Sudanese community raised a protest against Sudan’s military coup in Cardiff

Sudanese community raised a peaceful protest in Cardiff to against the military coup that hindered the transition to democracy.

Sudanese in Cardiff protest the military coup and call for peace back to Sudan

Sudanese protesters rallied in Cardiff last Saturday to demand no more fear and destruction in Sudan, and required a trial for the coup leader.

Last Saturday, the Sudanese community organized a protest in Cardiff, people shouted and sang in the street with loudspeakers and banners to protest Sudan’s military coup.

“I just want a loving and fun and happy and amazing country that my children can be a part of, where there is not a constant fear of death or destruction over the strike,” says Sarrah, one of the protesters in the street.

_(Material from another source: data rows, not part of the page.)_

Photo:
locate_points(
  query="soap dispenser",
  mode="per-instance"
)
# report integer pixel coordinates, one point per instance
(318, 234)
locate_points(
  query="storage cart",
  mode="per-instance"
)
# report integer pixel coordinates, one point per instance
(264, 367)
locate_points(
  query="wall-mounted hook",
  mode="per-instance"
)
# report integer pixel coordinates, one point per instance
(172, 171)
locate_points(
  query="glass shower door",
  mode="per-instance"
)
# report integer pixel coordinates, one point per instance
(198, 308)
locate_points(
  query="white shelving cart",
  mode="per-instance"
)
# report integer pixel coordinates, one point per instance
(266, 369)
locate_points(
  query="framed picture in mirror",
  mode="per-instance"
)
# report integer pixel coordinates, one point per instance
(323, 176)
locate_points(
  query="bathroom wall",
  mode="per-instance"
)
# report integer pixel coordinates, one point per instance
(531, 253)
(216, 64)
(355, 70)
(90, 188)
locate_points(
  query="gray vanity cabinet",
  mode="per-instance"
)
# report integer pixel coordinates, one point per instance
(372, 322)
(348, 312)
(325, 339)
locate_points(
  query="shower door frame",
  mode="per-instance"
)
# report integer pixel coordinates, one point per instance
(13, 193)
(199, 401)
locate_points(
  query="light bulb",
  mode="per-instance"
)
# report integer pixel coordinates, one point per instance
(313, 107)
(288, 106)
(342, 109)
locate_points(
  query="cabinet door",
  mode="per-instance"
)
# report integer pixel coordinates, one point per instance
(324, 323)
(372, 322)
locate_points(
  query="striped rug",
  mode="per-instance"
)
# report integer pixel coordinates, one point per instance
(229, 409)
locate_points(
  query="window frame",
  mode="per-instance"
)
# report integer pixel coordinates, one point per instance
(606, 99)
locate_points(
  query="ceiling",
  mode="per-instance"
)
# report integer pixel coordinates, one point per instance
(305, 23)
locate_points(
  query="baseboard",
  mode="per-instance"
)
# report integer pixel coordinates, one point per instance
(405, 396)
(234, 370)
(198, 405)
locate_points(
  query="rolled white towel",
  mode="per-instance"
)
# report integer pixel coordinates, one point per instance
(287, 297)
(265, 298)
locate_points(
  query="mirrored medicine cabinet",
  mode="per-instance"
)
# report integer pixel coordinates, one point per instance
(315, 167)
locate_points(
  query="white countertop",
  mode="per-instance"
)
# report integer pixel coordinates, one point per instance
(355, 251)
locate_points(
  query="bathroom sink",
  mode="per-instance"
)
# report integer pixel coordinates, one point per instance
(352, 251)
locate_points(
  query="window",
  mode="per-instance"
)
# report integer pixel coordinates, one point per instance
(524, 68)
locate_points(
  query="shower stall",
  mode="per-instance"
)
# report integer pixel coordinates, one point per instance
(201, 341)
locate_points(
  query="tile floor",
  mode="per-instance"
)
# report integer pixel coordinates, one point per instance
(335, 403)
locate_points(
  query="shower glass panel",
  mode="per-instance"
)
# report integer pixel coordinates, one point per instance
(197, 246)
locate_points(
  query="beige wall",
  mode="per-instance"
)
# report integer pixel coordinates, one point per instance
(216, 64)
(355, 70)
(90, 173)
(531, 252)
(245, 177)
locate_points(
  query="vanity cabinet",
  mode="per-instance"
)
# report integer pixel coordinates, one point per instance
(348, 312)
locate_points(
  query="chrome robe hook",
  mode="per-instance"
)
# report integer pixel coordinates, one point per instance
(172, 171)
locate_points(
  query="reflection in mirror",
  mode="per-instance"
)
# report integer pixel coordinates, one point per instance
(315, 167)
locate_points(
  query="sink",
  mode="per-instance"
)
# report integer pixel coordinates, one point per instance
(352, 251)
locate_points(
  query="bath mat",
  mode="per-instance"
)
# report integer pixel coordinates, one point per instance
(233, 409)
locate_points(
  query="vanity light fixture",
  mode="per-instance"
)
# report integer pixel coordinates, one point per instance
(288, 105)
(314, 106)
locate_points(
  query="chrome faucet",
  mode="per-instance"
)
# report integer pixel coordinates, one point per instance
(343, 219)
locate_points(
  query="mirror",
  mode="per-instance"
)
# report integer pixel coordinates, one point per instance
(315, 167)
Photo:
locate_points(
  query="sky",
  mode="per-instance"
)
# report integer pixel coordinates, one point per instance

Sarrah, 24, student, wishes to go back to her homeland in the future, where there is no more fear of death

The protest in Queen Street lasted from morning to afternoon, and protesters kept shouting “al-Burhan (military coup leader) to ICC”. There was also a protest on 30th October in London, and the Sudanese Community is the organizer of these protests. “We have millions and millions of people come out all across the world and protest peacefully,” says Sarrah.

Protesters shouted “al-Burhan to ICC” with loudspeakers and banners, and required a trial for the coup leader

There were 15 coups that happened in Sudan ever since its independence in 1956. The military coup that took place on 25th October, which Abdel Fattah al-Burhan led, has arrested the prime minister and his wife, as well as the cabinet members. And the coup was seen as a barrier to Sudan’s transition to democracy.

After the democratic revolution in 2019, many Sudanese were eager to build a democratic country. However, the coup just put the land and people at risk again. After the military coup, vast numbers of people have come out to support the civilian government and protest the military.

A Sudanese community rallied on street against Sudan’s military coup, most of them expect to go back to their homeland.

“We have been trying to slowly move our country towards a more democratic rule one where the people have more safe in the country…but there’s no way possible for us to go back,” says Sarrah.

The military coup hindered the transition to democracy in Sudan, and more democratic groups have come out against the military coup. They expect to find a way of bringing peace back to Sudan.